Sanık “duruşmalardaki iyi hali, yaşı, tutuklu kaldığı süre ve Yargıtay süreci gözetilerek” tahliye edildi.
Tahliye edildi tahliye! Salıverildi yani…
***
İşte bu kararlar emsal teşkil ediyor.
Caydırıcı olmayan yasa, teşvik edici oluyor.
Şimdi bu haberi okuyan bir sapık, “nasıl olsa yaşım 70’i geçmiş… Kimse beni hapse falan atamaz” deyip senin çocuğuna cinsel tacizde bulunsa…
Sonra mahkemeye temiz pak kıyafetiyle çıkıp uslu uslu ifade verse ve salıverilse…
Lütfen empati yapın.
Kendinizi çocuğu tacize uğramış o anne babaların yerine koyun.
Sonra o “iyi bir adama benziyor, herhalde bir daha yapmaz, salıverelim gitsin yahu” demeye gelen kanunları uygulayın.
***
Bu uygulama ve indirimler kalkacak sözlerine karnımız artık tok.
İcraat görmek istiyoruz.
Yasaların sapığı, katili, şiddet meraklısı hastaları korumasından yıldık, bıktık, usandık.

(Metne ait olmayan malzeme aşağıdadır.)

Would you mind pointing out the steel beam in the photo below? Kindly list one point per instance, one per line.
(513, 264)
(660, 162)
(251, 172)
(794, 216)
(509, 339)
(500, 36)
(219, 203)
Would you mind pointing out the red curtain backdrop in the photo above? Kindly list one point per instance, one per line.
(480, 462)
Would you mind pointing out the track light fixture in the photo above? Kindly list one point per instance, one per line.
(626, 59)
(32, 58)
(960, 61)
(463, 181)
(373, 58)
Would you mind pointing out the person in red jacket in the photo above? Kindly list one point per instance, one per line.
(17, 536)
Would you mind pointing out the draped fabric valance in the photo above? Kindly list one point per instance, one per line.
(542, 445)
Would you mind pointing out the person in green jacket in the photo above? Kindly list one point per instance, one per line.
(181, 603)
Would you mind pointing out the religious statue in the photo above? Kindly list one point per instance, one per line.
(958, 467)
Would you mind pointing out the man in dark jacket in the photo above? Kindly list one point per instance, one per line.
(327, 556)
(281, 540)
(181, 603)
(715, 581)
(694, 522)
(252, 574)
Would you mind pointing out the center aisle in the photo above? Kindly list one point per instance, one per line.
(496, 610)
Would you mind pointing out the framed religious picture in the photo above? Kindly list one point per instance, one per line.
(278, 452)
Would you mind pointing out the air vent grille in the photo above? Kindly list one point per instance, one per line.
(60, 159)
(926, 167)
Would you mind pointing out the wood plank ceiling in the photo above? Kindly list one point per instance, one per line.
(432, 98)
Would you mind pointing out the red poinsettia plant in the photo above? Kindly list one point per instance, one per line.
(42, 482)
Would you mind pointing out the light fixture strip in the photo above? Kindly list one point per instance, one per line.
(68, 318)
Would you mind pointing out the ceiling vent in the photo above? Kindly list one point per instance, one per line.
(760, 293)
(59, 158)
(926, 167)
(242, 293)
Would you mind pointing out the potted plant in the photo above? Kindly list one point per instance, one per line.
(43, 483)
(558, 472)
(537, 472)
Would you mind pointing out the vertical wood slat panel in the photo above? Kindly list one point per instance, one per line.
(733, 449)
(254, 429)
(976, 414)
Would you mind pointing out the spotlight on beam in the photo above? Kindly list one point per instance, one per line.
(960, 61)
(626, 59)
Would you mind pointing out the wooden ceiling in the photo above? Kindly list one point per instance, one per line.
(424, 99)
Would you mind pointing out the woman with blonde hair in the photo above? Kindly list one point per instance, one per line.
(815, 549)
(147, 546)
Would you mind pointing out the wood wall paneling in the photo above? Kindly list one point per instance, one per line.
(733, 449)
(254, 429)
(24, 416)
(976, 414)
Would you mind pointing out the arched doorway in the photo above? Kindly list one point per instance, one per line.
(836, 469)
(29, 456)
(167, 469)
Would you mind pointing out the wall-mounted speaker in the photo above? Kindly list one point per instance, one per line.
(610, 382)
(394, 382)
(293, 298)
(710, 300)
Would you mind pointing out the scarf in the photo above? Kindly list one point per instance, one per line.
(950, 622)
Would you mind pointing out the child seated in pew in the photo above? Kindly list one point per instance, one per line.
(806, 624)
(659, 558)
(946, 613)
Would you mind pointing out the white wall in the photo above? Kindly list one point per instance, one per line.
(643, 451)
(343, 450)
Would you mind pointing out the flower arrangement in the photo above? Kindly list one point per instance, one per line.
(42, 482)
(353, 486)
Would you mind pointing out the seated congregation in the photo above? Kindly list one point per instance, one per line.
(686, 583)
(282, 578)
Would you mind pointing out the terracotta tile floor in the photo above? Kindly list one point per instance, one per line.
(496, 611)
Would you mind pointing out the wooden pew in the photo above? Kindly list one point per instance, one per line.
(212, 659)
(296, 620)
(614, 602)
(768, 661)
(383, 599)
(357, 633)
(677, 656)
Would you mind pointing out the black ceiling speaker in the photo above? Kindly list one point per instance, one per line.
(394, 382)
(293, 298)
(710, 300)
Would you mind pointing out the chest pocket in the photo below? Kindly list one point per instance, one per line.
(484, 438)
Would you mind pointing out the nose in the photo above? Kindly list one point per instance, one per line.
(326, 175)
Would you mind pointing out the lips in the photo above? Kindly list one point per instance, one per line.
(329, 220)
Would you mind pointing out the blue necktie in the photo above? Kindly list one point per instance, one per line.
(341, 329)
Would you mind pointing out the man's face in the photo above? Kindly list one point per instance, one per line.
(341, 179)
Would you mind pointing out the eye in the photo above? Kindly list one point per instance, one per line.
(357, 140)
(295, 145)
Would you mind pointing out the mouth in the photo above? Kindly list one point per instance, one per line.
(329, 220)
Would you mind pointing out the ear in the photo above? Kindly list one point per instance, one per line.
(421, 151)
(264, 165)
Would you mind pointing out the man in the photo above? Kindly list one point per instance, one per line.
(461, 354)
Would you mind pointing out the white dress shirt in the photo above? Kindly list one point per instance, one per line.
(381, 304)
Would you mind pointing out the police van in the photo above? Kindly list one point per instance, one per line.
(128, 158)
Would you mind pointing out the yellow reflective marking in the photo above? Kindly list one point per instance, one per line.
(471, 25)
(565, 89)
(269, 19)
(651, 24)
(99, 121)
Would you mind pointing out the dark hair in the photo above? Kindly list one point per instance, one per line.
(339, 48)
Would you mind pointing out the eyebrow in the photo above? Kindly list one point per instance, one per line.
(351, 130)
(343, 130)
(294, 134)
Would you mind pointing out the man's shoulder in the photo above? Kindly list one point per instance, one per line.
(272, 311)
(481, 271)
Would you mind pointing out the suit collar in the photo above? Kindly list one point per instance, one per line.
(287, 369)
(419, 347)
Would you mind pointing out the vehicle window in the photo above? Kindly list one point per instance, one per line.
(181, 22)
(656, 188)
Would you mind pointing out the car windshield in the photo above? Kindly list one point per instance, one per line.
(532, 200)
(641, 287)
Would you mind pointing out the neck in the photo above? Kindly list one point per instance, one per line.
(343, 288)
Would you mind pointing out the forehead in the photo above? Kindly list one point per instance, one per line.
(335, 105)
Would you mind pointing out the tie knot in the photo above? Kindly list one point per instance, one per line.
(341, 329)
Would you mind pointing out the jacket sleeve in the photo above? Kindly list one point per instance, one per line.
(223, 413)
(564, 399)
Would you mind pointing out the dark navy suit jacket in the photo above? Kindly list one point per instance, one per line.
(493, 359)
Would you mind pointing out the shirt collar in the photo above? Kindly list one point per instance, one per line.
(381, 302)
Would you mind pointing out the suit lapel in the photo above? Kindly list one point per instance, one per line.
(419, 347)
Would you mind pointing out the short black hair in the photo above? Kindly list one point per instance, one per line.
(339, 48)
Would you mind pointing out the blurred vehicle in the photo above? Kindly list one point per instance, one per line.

Haydi tamam yasalarda “iyi hal indirimi” diye bizi deli eden tuhaf ve adaletsiz bir uygulama var…
Peki hakimlerimizde, Yargıtay'da bu indirimi uygulayıp uygulamama hakkı yok mu?
Var elbet…
Hakimin uyguladığı iyi hal indirimini Yargıtay, gerekçesini yerinde bulmadığı takdirde bozabilir.
İyi hal indiriminin gerekçeleri de şunlar hani: Sanığın duruşma düzenini bozmaması, suçunu itiraf etmesi, ifadeleriyle mahkemeye yardımcı olması, giyimi kuşamı!
***
“İyi hal” cezadan 6’da 1 oranında indirim sağlıyor.
Ancak mahkeme, sanık iyi halli olsa bile, suçun ağırlığına ve işleniş şekline göre indirim yapmazsa yapmaz.
Örneğin toplumda infial uyandıran, canice bir suç işleyen sanık iyi halli olsa bile mahkeme indirim uygulamaz.
Peki özellikle kadına ve çocuğa yönelik cinsel ve şiddet suçlarının hangi biri toplumda infial uyandırmıyor acaba?
***
Yargıtay’ın iyi hal indiriminin yerinde kullanılıp kullanılmaması konusunda göz önünde bulundurduğu bazı kriterler var.
Takdir hakkı kullanılırken gösterilen gerekçenin makul olması, hukuk kurallarını zedelemeyecek, yasaların maksat ve amacına aykırı düşmeyecek, vicdanları rahatsız etmeyecek bir nitelik taşıması gerekiyor mesela.
***
İyi ama o zaman yine sorular üşüşüyor kafamıza…
Bir çocuğa uygulanan cinsel tacizde, suçlunun yaşının dede sayılacak durumda olması, duruşmalarda sessiz, sakin ve samimi (!) ifadeler vermesi iyi hal indirimi almasına neden olduğunda kimin vicdanı rahatsız olmuyor acaba?
***
Sadece o istismarcıyla empati kurup anlayış gösterebilenlerin mi?
Toplum vicdanında başka bir açıklaması yok çünkü.
'Sanatçıyım' derken?
Dün gazetelerdeki en çarpıcı magazin başlıklarından biri "Seda Sayan kendine sanatçı dedi" idi.
BirGün gazetesinin bu başlığı hem gülümsetti hem de aslında kalabalık bir kesimi içine aldığı için çok beğenildi.
Şarkıcı ve sanatçı, oyuncu ve sanatçı gibi ayrımların asla dikkate alınmadığı, mikrofonu eline alan herkesin kendisine "ben sanatçıyım" dediği bir ülke çünkü artık burası.
Geçen gün de Seren Serengil ekranda şöyle söylüyordu: "Annem asla sanatçı olmamı istemiyordu."
İyi işte annen iyi insanmış dileği kabul olmuş!
Kendisine sanatçı deme cüreti gösteren herkes için BirGün'ün bu başlığı bir cevaptı aslında.
Seda Sayan bir de "Ben Allah tarafından bu ülkeye görevli olarak gönderildim" demiş.
Breh breh breh!
Kendini dev aynasında görme illeti her yere bulaştı her kesime...
Sahneye, medyaya en çok da siyasete!